I can’t tell you how many times I have been in meetings with corporate sustainability teams where someone in the group will make a comment about “we’re not doing sustainability because of global warming” or “I don’t believe in that changing climate stuff,” but then they will proceed to talk to us about calculating a carbon footprint and reducing greenhouse gas emissions (GHG emissions). Sometimes they are pursuing reductions because of customer pressure, or sometimes it is related to public reporting pressure. Whatever reason your company has for identifying its carbon footprint, I am here to tell you that, like it or not, measuring and reducing GHG emissions IS about climate change.
Now, of course, there are other benefits to reducing emissions. GHG emissions are largely tied to energy for most businesses. Reducing energy use is an easy business case to make because it has an immediate impact on the bottom line; it saves money. But, the reason that NGO’s, investors, and customers are pressuring companies to report on their carbon footprint is not really because they want you to save energy and money – it is because of the climate. This is because they are concerned with either the direct impacts of climate change or the expectation that greenhouse gasses will be regulated and/or priced one day – because of climate change. Either way, the big concern is about the future impacts of the climate and the dramatically greater costs we will face if we don’t address it now.
Climate change is the elephant in the room, so let’s be clear. If your organization decides to calculate report on, and reduce GHG emissions, you are sending a message to stakeholders. By doing so, you imply that you understand and are working to reduce emissions to address the potential implications of a changing climate for your business, be those physical, regulatory, or other. If you don’t believe that, you might as well just stick with reporting on energy use and energy reductions and call it a day.
For organizations that are intent on measuring and reporting on emissions, having individuals who haven’t connected calculating a carbon footprint to the climate can actually be a great opportunity for conversations that get your company thinking about sustainability more strategically. And it may not be as difficult as you think.
So, what is the best approach? There are many, many perspectives out there on how best to talk about the subject. Should you use fear or hope? Should you be scientific or anecdotal?
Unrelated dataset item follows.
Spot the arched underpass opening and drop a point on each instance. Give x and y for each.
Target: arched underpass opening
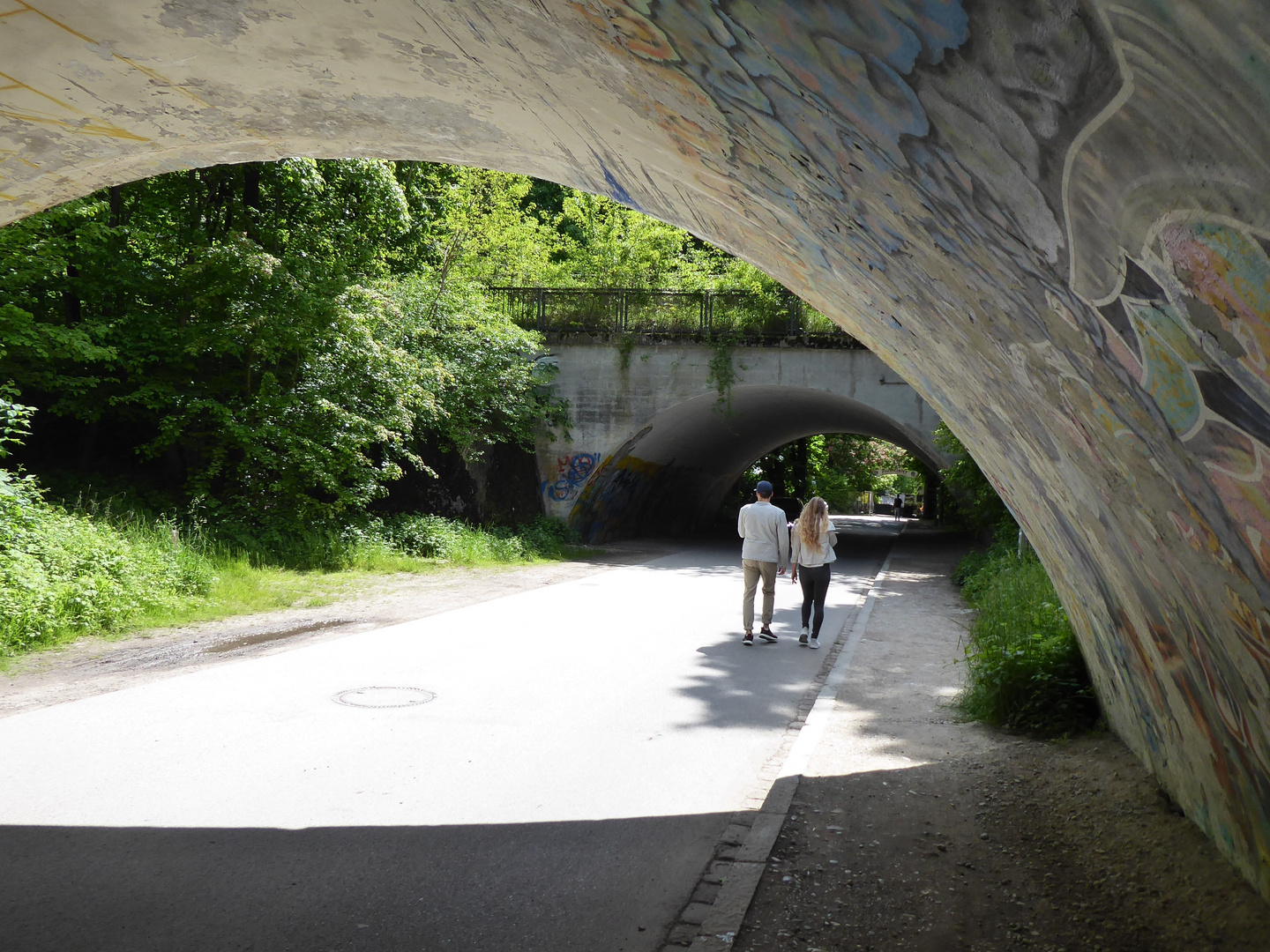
(1053, 222)
(672, 475)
Should you try to appeal to people’s connection to nature or their concern for the future facing their grandchildren?
In a business context, I find that these four rules of thumb are very helpful:
- Stick to credible research. Use the data with the greatest degree of scientific consensus behind it and stay current. The most credible source is the latest Intergovernmental Panel on Climate Change(IPCC) reports, in this case the Fifth Assessment Report (WGI AR5).(More on this in our next post).
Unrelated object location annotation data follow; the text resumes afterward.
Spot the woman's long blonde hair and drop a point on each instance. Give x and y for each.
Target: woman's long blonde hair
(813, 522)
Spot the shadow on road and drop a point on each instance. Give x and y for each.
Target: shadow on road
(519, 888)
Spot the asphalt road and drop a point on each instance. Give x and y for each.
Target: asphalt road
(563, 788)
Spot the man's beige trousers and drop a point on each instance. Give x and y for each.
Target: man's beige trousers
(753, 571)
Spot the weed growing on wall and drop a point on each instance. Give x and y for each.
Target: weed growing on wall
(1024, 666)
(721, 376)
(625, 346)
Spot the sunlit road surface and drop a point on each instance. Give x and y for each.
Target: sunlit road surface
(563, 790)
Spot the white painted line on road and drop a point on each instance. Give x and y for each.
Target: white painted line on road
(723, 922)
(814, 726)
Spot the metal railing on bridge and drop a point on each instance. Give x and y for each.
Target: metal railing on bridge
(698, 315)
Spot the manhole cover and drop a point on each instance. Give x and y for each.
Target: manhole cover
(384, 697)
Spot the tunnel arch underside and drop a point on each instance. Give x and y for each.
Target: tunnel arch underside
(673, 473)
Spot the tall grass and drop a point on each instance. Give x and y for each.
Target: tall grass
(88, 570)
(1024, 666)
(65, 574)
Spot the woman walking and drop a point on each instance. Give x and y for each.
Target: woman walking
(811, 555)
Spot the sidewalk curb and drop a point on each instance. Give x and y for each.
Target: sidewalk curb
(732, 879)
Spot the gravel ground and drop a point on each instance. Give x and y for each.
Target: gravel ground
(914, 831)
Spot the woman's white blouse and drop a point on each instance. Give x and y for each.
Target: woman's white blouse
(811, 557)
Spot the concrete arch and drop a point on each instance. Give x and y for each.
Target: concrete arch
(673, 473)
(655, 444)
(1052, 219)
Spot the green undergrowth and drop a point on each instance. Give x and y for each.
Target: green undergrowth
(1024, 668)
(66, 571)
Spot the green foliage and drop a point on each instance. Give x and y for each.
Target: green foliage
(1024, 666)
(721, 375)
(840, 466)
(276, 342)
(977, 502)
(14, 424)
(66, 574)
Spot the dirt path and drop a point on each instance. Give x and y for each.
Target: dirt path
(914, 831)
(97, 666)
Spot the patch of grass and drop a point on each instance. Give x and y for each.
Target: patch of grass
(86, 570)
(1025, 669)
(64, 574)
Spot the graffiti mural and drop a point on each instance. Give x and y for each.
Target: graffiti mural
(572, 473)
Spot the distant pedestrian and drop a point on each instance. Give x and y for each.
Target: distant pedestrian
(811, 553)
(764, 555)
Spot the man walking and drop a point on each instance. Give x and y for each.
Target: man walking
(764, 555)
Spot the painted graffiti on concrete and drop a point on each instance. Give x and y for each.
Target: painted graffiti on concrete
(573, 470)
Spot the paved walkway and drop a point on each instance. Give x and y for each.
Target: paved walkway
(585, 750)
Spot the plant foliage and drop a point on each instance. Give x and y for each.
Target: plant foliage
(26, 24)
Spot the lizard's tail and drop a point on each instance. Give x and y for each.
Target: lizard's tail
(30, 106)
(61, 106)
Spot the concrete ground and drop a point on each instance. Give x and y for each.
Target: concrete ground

- Keep it simple. The AR5 Summary for Policymakers is very helpful, but still complex. Identify a few key data points that demonstrate what you want to say, explain them, use visuals whenever possible, and provide options for more information if anyone in the group would like to dig deeper.
- Avoid drama. Keep it unemotional and avoid injecting personal opinion (see rule 1) or “color” to the presentation. Pretend that you are reading from the company financials and err on the side of less is more.
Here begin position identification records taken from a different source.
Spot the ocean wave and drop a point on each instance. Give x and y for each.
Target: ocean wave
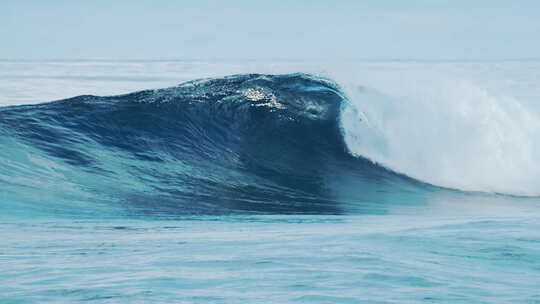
(239, 144)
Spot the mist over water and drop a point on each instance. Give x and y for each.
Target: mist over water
(349, 182)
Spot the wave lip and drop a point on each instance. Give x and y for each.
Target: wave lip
(238, 144)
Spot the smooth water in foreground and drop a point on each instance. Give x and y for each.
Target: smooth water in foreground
(381, 182)
(286, 259)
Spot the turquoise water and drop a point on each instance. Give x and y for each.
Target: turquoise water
(272, 259)
(393, 182)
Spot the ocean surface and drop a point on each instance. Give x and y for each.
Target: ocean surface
(269, 182)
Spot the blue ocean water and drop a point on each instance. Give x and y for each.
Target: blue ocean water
(270, 188)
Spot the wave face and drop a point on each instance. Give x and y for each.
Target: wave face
(239, 144)
(246, 143)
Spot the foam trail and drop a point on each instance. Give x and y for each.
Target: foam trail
(446, 131)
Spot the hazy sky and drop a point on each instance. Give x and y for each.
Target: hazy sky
(205, 29)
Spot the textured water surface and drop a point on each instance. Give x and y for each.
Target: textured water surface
(364, 182)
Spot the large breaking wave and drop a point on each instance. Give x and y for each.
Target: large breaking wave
(238, 144)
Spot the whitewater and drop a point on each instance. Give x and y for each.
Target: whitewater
(259, 182)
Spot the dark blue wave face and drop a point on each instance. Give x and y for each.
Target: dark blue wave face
(239, 144)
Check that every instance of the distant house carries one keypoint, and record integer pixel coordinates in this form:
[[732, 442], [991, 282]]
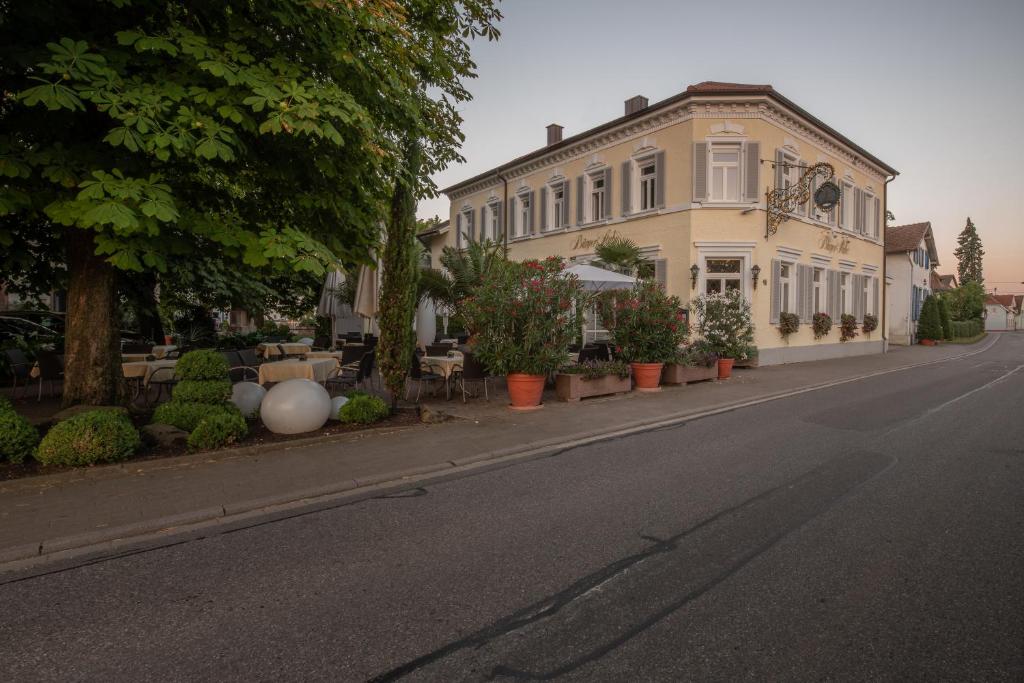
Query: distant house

- Circumvent debates. If there is someone in the room that has a different perspective, acknowledge that respectfully. If the person is critical to the decision making process and his/her opinion may keep the rest of the group from moving forward, suggest that the entire team review the IPCC policymakers brief and hold a second meeting to discuss only reflections on the document. In that second meeting, the group can decide what its position is. If the group remains divided or unconvinced, you will need to decide what implications this has for the company’s actions as it relates to calculating and reporting on GHG emissions.
While there is a potential for the discussion to be heated, in my experience these conversations tend to go much better than we believe they will. Whoever is doing the presenting to the team, should take time to become educated on the subject matter so that they are able to speak knowledgeably and confidently. Chances are he or she will be a lot more knowledgeable than anyone else in the room, and the reaction might just surprise you. As an alternative, you can bring a third party in to lead the discussion. I am less of a fan of this strategy, but it can be an effective depending on who the person/organization is and the dynamics of your organization. Consider carefully whether an internal person or external person will be better received with the specific group of people you have assembled. If you choose to bring in an outside “expert” make sure that your team view them as being credible. One approach is to go to a trusted source, such as your auditor (many of these companies have sustainability specialists now) and ask them to present.
Whichever way you go, you are certain to come away from a candid and informed discussion with a better understanding about why (or why not) to calculate your carbon footprint and address emissions. This will build solidarity and avoid confusion and surprises down the line.